Drone deliveries are no longer tales of science fiction.
“Our service allows customers to order a range of items such as fresh food, hot coffee or over-the-counter chemist items on our mobile app, and have them delivered directly to their homes by drone in minutes,” the team at Wing announced. The company, which has been testing out its service in the country since 2014, recently gained approval by local air traffic regulators to perform deliveries.
Among the Wing app’s food, household items and over-the-counter medication is droppable gelato, delivered from a local Pure Gelato location, one of the service’s launch partners. But it’s not just perfect summer day desserts that customers are craving. The flying drones can reportedly have orders dropped off within “minutes” as one Australian customer attested during the project’s trial runs, getting sunscreen to her grandchildren in just seven minutes.
As always, when it comes to drone delivery, the aerial vehicles’ noise and safety are the main source of controversy surrounding their usage. While Google’s pilot program is still in its infancy, it does have to follow specific local policies meant to protect locals from disturbances. For example, the Wing drones cannot fly over main roads or too close to people, and will have to make deliveries during daytime hours. These will include hours of operation between 7 a.m. and 8 p.m. on weekdays.

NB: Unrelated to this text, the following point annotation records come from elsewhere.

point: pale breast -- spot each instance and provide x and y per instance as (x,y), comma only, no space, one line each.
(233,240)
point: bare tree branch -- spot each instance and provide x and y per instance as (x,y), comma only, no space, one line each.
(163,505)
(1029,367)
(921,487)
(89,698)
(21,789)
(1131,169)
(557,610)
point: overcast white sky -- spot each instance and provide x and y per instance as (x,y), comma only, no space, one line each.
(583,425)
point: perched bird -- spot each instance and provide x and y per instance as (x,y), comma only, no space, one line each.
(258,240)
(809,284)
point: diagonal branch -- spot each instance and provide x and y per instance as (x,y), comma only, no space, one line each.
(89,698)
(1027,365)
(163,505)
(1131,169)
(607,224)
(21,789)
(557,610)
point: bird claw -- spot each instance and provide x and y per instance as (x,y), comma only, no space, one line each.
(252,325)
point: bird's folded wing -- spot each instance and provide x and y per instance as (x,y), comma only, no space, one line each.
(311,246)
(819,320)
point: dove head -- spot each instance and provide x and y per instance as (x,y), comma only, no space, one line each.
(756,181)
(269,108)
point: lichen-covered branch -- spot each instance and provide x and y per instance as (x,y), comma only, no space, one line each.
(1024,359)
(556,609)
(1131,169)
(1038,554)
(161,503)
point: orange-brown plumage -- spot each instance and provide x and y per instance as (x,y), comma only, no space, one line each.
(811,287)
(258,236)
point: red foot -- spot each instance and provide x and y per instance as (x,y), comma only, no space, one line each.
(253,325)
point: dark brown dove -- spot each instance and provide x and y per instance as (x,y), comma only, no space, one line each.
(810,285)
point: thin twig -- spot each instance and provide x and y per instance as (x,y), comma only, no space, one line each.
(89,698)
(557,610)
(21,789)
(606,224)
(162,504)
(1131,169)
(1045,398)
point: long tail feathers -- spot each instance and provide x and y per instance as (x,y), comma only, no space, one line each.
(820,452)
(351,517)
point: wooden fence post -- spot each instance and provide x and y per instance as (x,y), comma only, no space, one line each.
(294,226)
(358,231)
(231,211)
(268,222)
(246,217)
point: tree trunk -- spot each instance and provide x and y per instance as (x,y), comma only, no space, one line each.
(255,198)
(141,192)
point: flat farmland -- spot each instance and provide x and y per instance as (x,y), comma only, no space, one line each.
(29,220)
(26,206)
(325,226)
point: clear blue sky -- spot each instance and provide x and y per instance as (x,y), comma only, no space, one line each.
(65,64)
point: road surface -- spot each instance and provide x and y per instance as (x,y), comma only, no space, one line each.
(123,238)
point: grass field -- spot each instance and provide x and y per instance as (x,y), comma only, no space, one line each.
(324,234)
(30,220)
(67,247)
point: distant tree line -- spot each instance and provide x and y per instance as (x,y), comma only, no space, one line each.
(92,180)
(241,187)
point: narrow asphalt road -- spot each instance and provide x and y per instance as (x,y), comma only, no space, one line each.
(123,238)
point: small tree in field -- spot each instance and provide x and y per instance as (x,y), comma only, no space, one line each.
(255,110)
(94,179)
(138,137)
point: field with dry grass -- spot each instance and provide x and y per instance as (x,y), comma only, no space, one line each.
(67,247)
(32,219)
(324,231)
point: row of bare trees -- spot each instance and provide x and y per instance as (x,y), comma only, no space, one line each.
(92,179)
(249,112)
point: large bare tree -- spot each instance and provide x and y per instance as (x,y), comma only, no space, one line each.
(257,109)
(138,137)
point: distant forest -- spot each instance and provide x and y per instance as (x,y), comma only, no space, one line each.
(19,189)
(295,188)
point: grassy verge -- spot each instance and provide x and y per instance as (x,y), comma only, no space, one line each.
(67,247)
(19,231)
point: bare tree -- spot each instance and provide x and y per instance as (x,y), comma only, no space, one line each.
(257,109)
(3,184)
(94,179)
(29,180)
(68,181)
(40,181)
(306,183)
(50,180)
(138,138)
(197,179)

For safety reasons, the Wing app also gives customers directions on “how to interact” with the drones while receiving goods. Drone delivery is big business for big tech, which is why companies like Google and Amazon continue to invest in them. Wing predicts that its Australian service could bring in as much as $40 million Australian dollars in revenue by 2030. The company plans to expand delivery areas in the coming weeks, with more nearby cities being added soon.